The current studios of Joe and Qmusic are on the top floor of Medialaan’s building and the new facilities will be located right at the public entrance, stretched alongside the main corridor. “The idea is to have the on-air studio’s open and visible, with Qmusic as an eyecatcher in the main entrance with lots of passage during public recording sessions, and Joe in the central hallway,” said Bas Boone, team leader of radio engineering Medialaan. “In doing so, we highlight our two radio brands.”
The new setup will comprise six on-air studios and four editing/production studios. The on-air studios, with incorporated cameras for visual radio, are all facing public areas with 6 x 2.5 meter bulletproof glass walls. The 1200 square-meter ground floor radio department with plenty of daylight will offer room for some 100 people, working on flex desks. All offices are facing the street — an auditorium, meeting rooms, cafeteria and leisure facilities are centrally located between the offices and on-air studios.
“A novelty is that all of the studios are equipped with so-called acoustical speed gates,” continued Boone. “No more doors, but acoustic panels, they enhance the feeling of making content,” he said. “We make more than radio: alongside our two main channels in simulcast FM and DAB+, we operate three extra DAB+ channels and lots of streamed thematic channels and massive social media content.
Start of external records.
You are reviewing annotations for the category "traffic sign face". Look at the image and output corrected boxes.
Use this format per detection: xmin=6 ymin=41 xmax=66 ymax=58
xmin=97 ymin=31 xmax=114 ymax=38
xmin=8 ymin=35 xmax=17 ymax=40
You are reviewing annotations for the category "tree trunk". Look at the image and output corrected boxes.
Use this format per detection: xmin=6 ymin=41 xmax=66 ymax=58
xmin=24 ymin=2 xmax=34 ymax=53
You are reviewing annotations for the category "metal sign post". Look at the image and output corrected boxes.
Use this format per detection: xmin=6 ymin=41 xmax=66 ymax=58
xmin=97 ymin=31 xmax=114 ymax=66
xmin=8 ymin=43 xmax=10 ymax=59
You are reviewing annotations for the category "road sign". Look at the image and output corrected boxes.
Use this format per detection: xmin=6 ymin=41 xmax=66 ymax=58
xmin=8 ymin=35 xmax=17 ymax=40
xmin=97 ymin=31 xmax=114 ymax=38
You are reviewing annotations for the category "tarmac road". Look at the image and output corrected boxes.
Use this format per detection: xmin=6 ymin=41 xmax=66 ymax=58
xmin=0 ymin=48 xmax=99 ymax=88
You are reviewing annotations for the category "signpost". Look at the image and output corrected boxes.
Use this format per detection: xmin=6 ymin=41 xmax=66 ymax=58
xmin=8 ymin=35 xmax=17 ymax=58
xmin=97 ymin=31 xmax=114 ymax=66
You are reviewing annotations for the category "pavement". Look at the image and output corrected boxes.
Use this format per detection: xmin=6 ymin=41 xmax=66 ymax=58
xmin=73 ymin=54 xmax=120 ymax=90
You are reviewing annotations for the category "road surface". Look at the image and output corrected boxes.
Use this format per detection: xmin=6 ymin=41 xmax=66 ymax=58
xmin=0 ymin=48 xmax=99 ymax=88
This huge production of content must reflect on the whole floor.”
IdealAcoustics is managing the acoustics and noise control, while studio equipment is being provided and installed by Amptec. All studios and production facilities are connected via AoIP, combining Dante with a DHD fiber protocol.
“We’re building quite traditional on-air studios,” admitted Boone, “But we implement the newest technology — it’s our ambition to put in place an extremely mobile hybrid concept, allowing us to produce radio anywhere. Today we’re concentrating on architecture combining the management of the consoles, the playout system and editorial newsroom software.”
The new radio studios, which are being built around the concept “The nature of Joe” and “Q urban loft,” will go on air next spring.